Bitcoin hoje cai com juros nos EUA e volta a testar região decisiva

Criptomoeda recua com dólar forte, apostas em juros mais altos nos EUA e cautela antes do PCE, enquanto suporte dos US$ 60 mil volta ao radar

O Bitcoin hoje (24) opera em queda, pressionado pela alta das apostas em juros mais elevados nos Estados Unidos e pela aversão a risco nos mercados globais. A criptomoeda perdeu a região dos US$ 62 mil e voltou a se aproximar do suporte dos US$ 60 mil, considerado uma zona decisiva para o curto prazo.

Por volta das 11h, o Bitcoin recuava 2,26%, cotado a US$ 61.227,64, segundo dados do Google Finance. Em 24 horas, o ativo voltou a ser pressionado após já ter testado, nos últimos pregões, a média móvel de 200 semanas, situada perto de US$ 62,4 mil, de acordo com o Mercado Bitcoin.

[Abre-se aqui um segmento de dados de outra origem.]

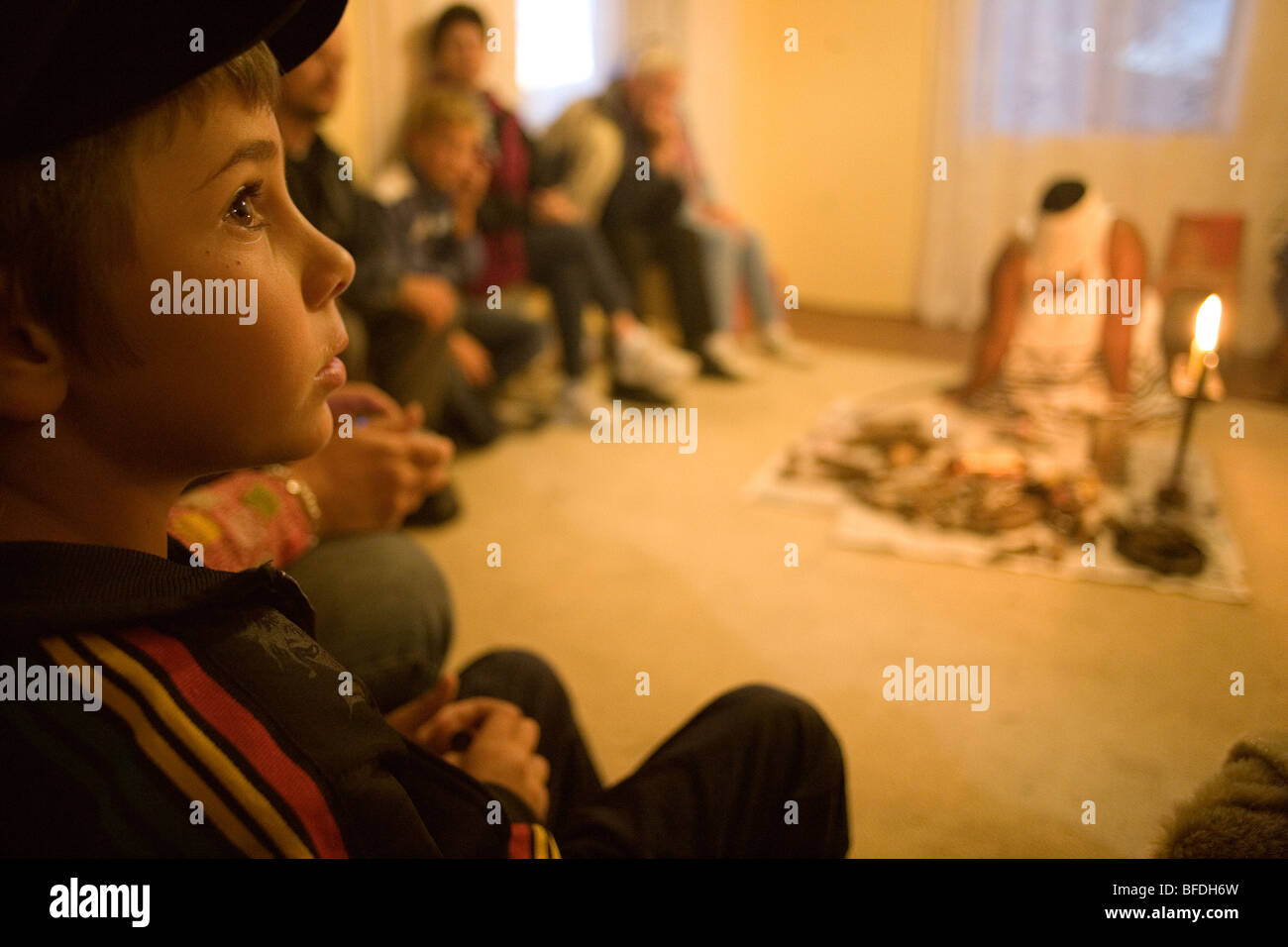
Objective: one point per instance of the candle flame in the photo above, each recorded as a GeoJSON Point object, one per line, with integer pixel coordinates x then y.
{"type": "Point", "coordinates": [1207, 324]}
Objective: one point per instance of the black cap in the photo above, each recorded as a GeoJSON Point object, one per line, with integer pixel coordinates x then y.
{"type": "Point", "coordinates": [72, 67]}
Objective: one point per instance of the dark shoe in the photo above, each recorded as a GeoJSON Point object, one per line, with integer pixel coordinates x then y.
{"type": "Point", "coordinates": [640, 394]}
{"type": "Point", "coordinates": [437, 509]}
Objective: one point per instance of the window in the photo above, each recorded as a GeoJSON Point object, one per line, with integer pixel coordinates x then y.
{"type": "Point", "coordinates": [555, 44]}
{"type": "Point", "coordinates": [1149, 65]}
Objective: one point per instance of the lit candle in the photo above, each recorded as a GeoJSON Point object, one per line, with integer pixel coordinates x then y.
{"type": "Point", "coordinates": [1207, 325]}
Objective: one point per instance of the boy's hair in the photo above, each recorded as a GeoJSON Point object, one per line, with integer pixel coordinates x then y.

Segundo Fabricio Tota, VP de Negócios Cripto do Mercado Bitcoin, a pressão continua vindo mais do cenário macroeconômico do que de uma piora específica do mercado cripto. O pano de fundo combina dólar mais forte, expectativa de juros altos por mais tempo e realização em ações de tecnologia.

“O mercado se encontra em um ponto de equilíbrio delicado. De um lado, temos um FED mais duro, um dólar mais forte e investidores voltando a apostar em juros elevados por mais tempo. Do outro, a economia americana continua apresentando dados robustos, o petróleo segue caindo e a tokenização continua avançando independentemente das oscilações do mercado”, afirma Tota.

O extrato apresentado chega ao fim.